Although I adore the games, I never considered myself to be “good” at Super Smash Brothers. After spending a few days with the Xbox Game Preview Program build of Rivals of Aether — a game I’ve previously established is a spot-on pixelated Smash doppelganger — I now realize the situation is much more dire.
Other than training or battling up to three AI bots with adjustable difficulty levels, you won’t find any single-player content here. (There are two single-player modes, but they’re not available in the Preview release.) That means most players are going to hop right into local or online versus modes duke it out as the eight anthropomorphic characters across the seven available stages. After crushing it against mid-level bots for a bit, I had Jill jump in with me, and I promptly kicked her ass in just about every single match we played. But this should be kept in perspective: she hasn’t played Smash Bros. in years and had trouble grokking the GameCube-like button mapping. That being said, it’s been at least a year and a half since I dabbled in Super Smash Bros. for Wii U, and many years since I gave up my Super Smash Bros. Melee addiction, so the Cube-style controls threw me off basically the whole time I played too. But I must be at least pretty decent if I can handily win local matches, right? Wrong. So very, very wrong.

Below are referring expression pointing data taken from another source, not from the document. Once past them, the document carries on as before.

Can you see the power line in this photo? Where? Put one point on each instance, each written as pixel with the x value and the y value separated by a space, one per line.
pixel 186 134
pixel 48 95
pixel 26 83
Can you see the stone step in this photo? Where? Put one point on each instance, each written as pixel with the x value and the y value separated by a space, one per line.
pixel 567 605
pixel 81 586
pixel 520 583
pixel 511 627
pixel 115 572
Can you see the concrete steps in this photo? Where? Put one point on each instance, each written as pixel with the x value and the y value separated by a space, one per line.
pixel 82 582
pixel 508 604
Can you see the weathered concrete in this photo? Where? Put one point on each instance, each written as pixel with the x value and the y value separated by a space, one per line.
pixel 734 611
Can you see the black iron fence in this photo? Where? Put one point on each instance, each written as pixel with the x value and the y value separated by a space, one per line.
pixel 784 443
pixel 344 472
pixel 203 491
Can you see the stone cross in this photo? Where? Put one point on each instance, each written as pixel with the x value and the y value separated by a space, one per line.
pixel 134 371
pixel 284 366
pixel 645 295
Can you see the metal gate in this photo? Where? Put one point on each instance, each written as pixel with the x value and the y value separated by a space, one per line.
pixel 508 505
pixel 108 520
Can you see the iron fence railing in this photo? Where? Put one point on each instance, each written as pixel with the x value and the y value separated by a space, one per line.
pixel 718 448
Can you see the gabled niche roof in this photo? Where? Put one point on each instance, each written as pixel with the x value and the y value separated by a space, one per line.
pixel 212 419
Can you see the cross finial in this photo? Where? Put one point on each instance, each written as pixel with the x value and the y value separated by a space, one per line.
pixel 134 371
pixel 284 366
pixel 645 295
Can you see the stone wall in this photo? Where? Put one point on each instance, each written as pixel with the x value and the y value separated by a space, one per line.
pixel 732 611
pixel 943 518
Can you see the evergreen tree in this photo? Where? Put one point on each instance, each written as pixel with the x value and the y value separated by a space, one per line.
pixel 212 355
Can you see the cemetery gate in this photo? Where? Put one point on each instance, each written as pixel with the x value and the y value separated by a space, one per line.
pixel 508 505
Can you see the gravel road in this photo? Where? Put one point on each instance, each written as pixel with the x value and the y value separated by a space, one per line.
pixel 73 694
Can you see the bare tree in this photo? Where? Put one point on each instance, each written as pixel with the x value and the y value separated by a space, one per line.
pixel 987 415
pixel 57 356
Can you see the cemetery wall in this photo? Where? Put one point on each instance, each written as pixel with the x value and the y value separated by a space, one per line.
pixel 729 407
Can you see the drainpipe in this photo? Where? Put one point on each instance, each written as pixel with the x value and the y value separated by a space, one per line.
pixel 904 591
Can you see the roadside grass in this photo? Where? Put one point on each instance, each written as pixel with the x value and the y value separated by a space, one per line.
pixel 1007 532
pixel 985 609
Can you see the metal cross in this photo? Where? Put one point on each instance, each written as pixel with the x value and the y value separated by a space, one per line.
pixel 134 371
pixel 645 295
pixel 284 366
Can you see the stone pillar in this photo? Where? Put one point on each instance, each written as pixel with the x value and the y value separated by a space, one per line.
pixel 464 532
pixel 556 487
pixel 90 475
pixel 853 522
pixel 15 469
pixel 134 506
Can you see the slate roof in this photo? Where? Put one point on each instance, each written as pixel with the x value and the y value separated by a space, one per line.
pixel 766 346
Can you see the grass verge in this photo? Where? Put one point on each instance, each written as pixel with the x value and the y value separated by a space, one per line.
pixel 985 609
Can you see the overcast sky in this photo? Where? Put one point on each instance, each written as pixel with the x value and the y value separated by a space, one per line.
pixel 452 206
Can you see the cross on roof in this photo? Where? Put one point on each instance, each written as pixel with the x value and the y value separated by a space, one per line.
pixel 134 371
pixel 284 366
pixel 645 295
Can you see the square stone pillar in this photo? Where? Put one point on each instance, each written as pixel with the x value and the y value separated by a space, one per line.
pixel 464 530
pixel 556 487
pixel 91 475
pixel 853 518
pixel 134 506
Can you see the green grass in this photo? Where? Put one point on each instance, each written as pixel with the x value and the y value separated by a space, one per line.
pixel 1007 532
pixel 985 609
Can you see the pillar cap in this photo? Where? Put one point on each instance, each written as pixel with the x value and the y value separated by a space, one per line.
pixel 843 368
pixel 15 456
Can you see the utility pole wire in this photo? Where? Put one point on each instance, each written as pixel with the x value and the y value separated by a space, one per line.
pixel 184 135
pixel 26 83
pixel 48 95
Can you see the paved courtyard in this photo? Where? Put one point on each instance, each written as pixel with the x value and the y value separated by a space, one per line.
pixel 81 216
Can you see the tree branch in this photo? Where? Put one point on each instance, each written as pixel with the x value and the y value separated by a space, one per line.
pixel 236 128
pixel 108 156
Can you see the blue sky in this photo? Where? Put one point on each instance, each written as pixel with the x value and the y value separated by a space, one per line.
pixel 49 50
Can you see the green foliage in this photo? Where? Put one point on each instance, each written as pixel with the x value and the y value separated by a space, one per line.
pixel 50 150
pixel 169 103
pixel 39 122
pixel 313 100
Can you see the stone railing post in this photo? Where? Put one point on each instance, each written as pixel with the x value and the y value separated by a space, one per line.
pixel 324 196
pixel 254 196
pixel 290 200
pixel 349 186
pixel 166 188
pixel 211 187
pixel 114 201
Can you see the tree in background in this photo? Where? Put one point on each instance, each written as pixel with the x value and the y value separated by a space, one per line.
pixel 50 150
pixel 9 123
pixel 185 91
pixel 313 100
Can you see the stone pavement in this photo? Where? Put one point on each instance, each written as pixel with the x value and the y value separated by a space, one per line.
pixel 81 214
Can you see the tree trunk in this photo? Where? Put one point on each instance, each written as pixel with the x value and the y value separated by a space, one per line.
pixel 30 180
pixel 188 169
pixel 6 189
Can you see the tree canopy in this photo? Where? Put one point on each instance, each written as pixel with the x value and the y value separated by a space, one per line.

Playing Rivals‘ online modes was a lesson in repeated humility. Every single foe I went up against in either ranked or exhibition matches won our best-of-three series without things ever proceeding to the third match. Further, most pummeled me so hard that I practically could have done just as well by just not showing up to fight at all. Rivals of Aether is essentially creator Dan Fornace’s remake of his own demake of Super Smash Bros., the completely free Super Smash Land, only this time it’s sans Nintendo characters, settings and wacky items. Though I won plenty of local Melee matches back in the GameCube days and had my fair share of success smashing things up in the game’s follow-ups, it was always clear that this was partly due to the randomness of comically overpowered but fun items as well the fact that, Nintendo’s online ecosystem being what it is, I mostly played local matches against players who weren’t exactly seriously competitive.
And that was perfectly fine, as the series makes for one of the best party game experiences this side of Mario Kart. Who doesn’t want to bludgeon the crap out of their friends’ Nintendo-themed avatars before sending them flying off the screen? Again, Rivals plays exactly like this, just without the Nintendo stuff and items. Fornace can hardly be blamed for not having a stable of characters and stages as robust and fun as Nintendo, as no developer in the world save Nintendo itself can boast as much. But that doesn’t change the fact that all that nostalgic charm that makes up so much of the fun in Nintendo’s mascot fighter is missing.
And would it kill Fornace to add some crazy items of his own to his game? Yes, a lot of serious Smash players play the games with items turned off, but that always seemed self-defeating to me. These games are supposed to be ridiculous and unbalanced by default, and eliminating that element takes out half the fun. Why would anyone want a game like this to be “serious”? That being said, the basic fighting mechanics that made Smash Bros. a hit franchise are still present and still plenty enjoyable here. It’s difficult to foresee Rivals of Aether grabbing hold of any but the hardest of hardcore for the long haul, though. The single-player modes will undoubtedly add some more staying power upon full release, but without them there isn’t much for your average or below average player to do here.
Top Smash players are going to love the online multiplayer. It’s about as pure of a take on smash fighters — Is that an actual genre? It is now. — as one can get, and the best players will turn in hours upon hours of ranked matches, even with the limited roster and stages. Everyone else is likely to experience what I did: a precipitous fall down the leaderboard and seemingly never-ending search for their first win. But hey, at least I can still have fun beating up local opponents.